Vodafone gegen T-Mobile — Sandkastenspiele?

21.11.2007 von Jens-Christian Fischer |

Beinahe möchte man meinen, dass die deutschen Vodafone Manager sich ihrer Erfahrungen aus dem Sandkasten bedienen. Dort rennt Kind bekannterweise zu Mami oder dem grossen Bruder, wenn ein grösseres Kind einem das schöne Spielzeugauto fortnimmt.

Ich bin mir aber sicher, dass es andere Gründe dafür gibt, dass Vodafone (und Debitel als Trittbrettfahrer) mit gerichtlichen Verfügungen gegen T-Mobile vorgeht. Ich bin zuwenig Jurist und kenne mich mit den seltsamen deutschen Gesetzen schon gar nicht aus, um beurteilen zu können, ob die Klage gegen T-Mobile den Hauch einer Chance hat.

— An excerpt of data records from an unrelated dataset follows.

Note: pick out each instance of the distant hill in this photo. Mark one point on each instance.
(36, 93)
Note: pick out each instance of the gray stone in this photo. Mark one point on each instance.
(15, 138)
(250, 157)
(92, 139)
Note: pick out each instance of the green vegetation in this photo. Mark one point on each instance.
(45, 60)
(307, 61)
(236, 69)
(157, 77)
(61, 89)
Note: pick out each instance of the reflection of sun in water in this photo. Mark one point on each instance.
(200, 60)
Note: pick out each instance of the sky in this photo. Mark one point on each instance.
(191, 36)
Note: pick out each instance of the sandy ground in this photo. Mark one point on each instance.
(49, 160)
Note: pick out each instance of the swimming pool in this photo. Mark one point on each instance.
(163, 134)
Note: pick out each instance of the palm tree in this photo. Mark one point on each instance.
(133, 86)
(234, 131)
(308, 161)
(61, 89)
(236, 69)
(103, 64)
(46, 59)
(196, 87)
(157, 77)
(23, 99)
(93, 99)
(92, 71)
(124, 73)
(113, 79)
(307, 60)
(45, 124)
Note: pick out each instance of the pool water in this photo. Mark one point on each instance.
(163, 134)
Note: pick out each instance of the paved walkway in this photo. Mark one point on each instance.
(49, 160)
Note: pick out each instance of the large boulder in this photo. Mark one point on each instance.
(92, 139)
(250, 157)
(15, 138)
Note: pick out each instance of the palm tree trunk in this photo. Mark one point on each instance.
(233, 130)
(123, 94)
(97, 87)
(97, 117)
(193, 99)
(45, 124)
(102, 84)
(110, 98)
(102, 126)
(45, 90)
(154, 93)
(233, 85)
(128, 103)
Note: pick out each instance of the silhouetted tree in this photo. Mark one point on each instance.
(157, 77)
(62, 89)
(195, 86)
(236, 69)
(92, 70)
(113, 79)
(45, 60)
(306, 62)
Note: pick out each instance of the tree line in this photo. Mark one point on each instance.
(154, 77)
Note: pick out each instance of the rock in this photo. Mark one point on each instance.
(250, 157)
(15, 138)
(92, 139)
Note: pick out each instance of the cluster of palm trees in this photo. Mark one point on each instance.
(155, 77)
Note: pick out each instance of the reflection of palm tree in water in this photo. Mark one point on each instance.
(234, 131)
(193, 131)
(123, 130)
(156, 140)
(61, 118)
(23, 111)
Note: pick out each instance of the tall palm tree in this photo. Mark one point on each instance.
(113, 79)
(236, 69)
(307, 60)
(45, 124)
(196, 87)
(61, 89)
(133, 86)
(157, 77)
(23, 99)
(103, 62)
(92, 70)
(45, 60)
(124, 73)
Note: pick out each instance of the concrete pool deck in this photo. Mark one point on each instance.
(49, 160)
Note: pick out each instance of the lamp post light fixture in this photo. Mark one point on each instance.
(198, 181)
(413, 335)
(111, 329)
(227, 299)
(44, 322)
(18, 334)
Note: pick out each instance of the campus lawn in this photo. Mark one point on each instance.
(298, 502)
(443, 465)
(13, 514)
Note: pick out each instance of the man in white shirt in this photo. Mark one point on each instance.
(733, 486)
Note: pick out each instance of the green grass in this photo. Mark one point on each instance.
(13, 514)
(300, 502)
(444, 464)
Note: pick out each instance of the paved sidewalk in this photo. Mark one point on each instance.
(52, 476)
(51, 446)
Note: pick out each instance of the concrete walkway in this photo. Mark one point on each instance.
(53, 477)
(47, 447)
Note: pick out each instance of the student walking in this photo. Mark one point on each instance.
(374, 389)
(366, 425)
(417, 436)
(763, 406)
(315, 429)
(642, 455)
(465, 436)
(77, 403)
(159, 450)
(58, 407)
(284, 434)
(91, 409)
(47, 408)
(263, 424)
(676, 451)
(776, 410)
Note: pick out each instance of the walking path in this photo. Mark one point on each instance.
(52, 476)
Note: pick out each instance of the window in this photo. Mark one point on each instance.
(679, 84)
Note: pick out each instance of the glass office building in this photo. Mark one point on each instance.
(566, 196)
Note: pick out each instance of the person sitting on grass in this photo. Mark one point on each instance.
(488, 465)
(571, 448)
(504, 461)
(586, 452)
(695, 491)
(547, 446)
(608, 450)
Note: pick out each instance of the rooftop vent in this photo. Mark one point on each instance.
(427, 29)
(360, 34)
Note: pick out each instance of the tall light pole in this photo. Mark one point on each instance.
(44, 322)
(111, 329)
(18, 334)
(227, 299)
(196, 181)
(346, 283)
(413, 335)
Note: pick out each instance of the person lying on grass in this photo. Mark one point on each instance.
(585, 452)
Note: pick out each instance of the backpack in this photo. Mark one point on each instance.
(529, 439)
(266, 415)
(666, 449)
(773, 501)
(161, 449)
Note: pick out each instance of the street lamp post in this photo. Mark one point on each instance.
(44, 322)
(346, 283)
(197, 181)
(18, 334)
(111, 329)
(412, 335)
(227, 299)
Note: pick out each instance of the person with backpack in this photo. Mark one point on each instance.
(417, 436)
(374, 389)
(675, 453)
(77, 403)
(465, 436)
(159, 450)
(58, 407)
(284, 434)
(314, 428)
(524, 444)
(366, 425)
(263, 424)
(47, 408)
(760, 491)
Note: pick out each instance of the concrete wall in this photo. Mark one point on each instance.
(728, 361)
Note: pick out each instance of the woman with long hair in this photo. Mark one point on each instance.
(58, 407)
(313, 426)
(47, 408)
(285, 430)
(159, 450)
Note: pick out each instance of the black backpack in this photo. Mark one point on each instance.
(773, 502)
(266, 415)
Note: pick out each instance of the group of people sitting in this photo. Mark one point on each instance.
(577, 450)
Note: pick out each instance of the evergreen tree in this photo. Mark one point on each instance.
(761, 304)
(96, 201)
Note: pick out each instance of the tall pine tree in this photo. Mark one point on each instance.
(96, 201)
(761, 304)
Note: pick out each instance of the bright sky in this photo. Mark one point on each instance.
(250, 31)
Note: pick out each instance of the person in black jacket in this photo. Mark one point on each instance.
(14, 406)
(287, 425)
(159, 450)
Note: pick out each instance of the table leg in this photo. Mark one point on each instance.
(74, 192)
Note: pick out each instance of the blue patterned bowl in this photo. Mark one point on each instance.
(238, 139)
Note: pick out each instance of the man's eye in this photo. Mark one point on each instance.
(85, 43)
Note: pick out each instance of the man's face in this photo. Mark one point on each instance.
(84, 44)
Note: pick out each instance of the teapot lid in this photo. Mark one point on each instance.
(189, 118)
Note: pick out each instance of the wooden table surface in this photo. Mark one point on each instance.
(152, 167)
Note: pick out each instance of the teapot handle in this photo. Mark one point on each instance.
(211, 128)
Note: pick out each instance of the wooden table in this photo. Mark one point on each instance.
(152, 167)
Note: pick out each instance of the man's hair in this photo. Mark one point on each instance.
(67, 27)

Mit etwas Boshaftigkeit könnte man vermuten, dass der »iPhone Killer« wie Blei in den Regalen liegt und die lukrativen €99/Monat nicht an den Mann gebracht werden. Unterdessen erfreut sich T–Mobile an mehreren 10′000 neuen 24-Monats Verträgen. Die Kunden sind gebunden, das Geld kommt sicher beim Carrier an. Doch diese Überlegung greift zu kurz. 10′000 iPhone Kunden mit einem €49 Vertrag bringen auch nicht mehr als knappe 12 Millionen Euro in zwei Jahren. Das ist Geld für die Portokasse (und die 30% die Apple kassieren soll gerade auch).

Ich vermute vielmehr, dass die Verantwortlichen bei Vodafone, Debitel und wie alle die heissen, die nicht zum Zug gekommen sind, vor etwas ganz anderem das Hosenflattern haben:

Apple ist daran die Spielregeln im Mobilmarkt ganz gehörig durcheinanderzuwirbeln. Und das liegt überhaupt nicht im Interesse der Carrier, die sich in den letzten 15 Jahren mit ihren Kunden alles erlauben konnten.

Apple hat bereits einmal erfolgreich die Spielregeln in einem Markt grundsätzlich auf den Kopf gestellt. Dort hat es Jahre gedauert, bis die Verantwortlichen eingesehen haben, dass es den Käufern von Musik gerne digital und einfach hätten.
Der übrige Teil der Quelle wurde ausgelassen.